The sets $A$ and $B$ that I constructed in that earlier answer don’t solve the original problem: that question asked how to show Ken’s hint. The hint is this:
$\mathcal{A}=\{a_\alpha:\alpha<\omega_1\}$, and $\mathcal{B}\setminus\mathcal{A}=\{b_\alpha:\alpha<\omega_1\}$. Construct $a_\alpha,b_\alpha$ inductively so that $a_\alpha\cap b_\alpha=\varnothing$ but $\alpha\ne\beta\to a_\alpha\cap b_\beta\ne\varnothing$.
The construction of $A$ and $B$ in that earlier answer is how you construct $a_\alpha$ and $b_\beta$ when you’ve already constructed $a_\xi$ and $b_\xi$ for $\xi<\alpha$. The $\mathscr{A}$ in that answer is $\{a_\xi:\xi<\alpha\}$, temporarily re-indexed by $\omega$, and the $\mathscr{B}$ is $\{b_\xi:\xi<\alpha\}$. To finish the proof once you’ve constructed the subsets $a_\alpha$ and $b_\alpha$ of $\omega$, let $$\mathcal{A}=\{a_\alpha:\alpha<\omega_1\}$$ and $$\mathcal{B}=\mathcal{A}\cup\{b_\alpha:\alpha<\omega_1\}\;.$$ By construction these are almost disjoint families, and $|\mathcal{A}|=|\mathcal{B}\setminus\mathcal{A}|=\omega_1$, but we still need to show that they satisfy the requirements of the original problem.

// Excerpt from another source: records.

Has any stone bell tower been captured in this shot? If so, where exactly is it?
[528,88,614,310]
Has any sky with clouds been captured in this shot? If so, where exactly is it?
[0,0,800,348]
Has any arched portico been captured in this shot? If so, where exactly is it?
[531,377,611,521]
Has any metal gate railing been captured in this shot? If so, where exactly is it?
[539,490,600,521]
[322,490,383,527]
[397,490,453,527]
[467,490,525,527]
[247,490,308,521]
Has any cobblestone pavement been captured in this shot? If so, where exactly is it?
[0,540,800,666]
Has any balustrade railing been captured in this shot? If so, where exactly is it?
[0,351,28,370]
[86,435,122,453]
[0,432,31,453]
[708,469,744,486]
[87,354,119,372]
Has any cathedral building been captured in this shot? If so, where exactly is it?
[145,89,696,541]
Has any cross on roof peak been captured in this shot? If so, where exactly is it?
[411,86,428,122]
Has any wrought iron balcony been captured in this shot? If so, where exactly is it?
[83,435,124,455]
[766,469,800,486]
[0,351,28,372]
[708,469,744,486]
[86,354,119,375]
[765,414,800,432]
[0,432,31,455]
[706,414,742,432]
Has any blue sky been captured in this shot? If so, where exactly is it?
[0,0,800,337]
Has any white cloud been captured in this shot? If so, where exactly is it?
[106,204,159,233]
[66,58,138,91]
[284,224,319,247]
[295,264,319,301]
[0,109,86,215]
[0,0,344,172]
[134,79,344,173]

Unfortunately, that problem seems to be misstated. In my copy of Ken’s book it reads as follows:
Show (in $\mathbf{ZFC}$) that the result of Exercise $9$ can be false if $|\mathscr{A}|=|\mathscr{B}\setminus\mathscr{A}|=\omega_1$.

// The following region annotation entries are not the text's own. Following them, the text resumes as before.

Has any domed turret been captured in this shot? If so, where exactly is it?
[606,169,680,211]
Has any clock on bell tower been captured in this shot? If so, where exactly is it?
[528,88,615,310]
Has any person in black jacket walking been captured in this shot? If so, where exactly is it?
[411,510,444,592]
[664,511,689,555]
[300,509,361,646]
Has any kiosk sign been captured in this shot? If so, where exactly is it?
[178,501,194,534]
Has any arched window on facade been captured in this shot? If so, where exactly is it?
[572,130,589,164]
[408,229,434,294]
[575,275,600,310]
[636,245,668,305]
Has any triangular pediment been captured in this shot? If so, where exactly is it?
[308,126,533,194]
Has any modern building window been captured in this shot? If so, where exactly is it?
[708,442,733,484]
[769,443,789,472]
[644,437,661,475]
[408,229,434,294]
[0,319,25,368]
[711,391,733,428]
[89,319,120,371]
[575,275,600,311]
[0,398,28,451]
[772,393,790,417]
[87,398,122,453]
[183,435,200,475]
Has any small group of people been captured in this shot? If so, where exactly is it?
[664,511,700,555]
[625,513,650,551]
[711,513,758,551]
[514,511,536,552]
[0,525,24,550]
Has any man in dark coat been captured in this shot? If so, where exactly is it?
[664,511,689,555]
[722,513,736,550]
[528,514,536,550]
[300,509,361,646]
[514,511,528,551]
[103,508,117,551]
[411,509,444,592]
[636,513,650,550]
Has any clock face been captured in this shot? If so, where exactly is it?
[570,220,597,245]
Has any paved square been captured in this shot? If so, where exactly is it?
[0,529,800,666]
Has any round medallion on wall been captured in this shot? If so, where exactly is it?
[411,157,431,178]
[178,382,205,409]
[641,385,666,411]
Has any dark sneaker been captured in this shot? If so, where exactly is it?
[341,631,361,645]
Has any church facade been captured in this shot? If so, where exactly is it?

(This is then followed by the hint.) The result from Exercise $9$ is that if $\mathscr{B}\subseteq\wp(\omega)$ is an almost disjoint family of size $\omega$, and $\mathscr{A}\subseteq\mathscr{B}$ is countable, then there is a $d\subseteq\omega$ such that $\forall x\in\mathscr{A}(|d\cap x|<\omega)$ and $\forall x\in\mathscr{B}\setminus\mathscr{A}(|x\setminus d|\color{red}{<}\omega)$. Thus, we need to show that there is no $d\subseteq\omega$ such that $|d\cap a_\alpha|<\omega$ and $|b_\alpha\setminus d|<\omega$ for each $\alpha<\omega_1$. (That is, no subset of $\omega$ is almost disjoint from each $a_\alpha$ and almost contains each $b_\alpha$.)
Suppose, on the contrary, that $d$ is such a set. Now $\omega$ has only $\omega$ finite subsets, so there are finite $r,s\subseteq\omega$ and an uncountable $A\subseteq\omega_1$ such that $d\cap a_\alpha=r$ and $b_\alpha\setminus d=s$ for each $\alpha\in A$. Recall that $a_\alpha\cap b_\alpha=\varnothing$, so $r\cap s=\varnothing$. Suppose that $\alpha,\beta\in A$, and $\alpha\ne\beta$; then $a_\alpha\cap b_\beta\ne\varnothing$, so let $n\in a_\alpha\cap b_\beta$.
If $n\in d$, then $n\in a_\alpha\cap d=r=a_\beta\cap d$; but then $n\in a_\beta\cap b_\beta=\varnothing$, which is absurd, so $n\notin d$, and therefore $n\in b_\beta\setminus d=s$. And that is also impossible: then $n\in s=b_\alpha\setminus d$ and hence $n\in a_\alpha\cap b_\alpha=\varnothing$. Thus, there is indeed no such $d\subseteq\omega$.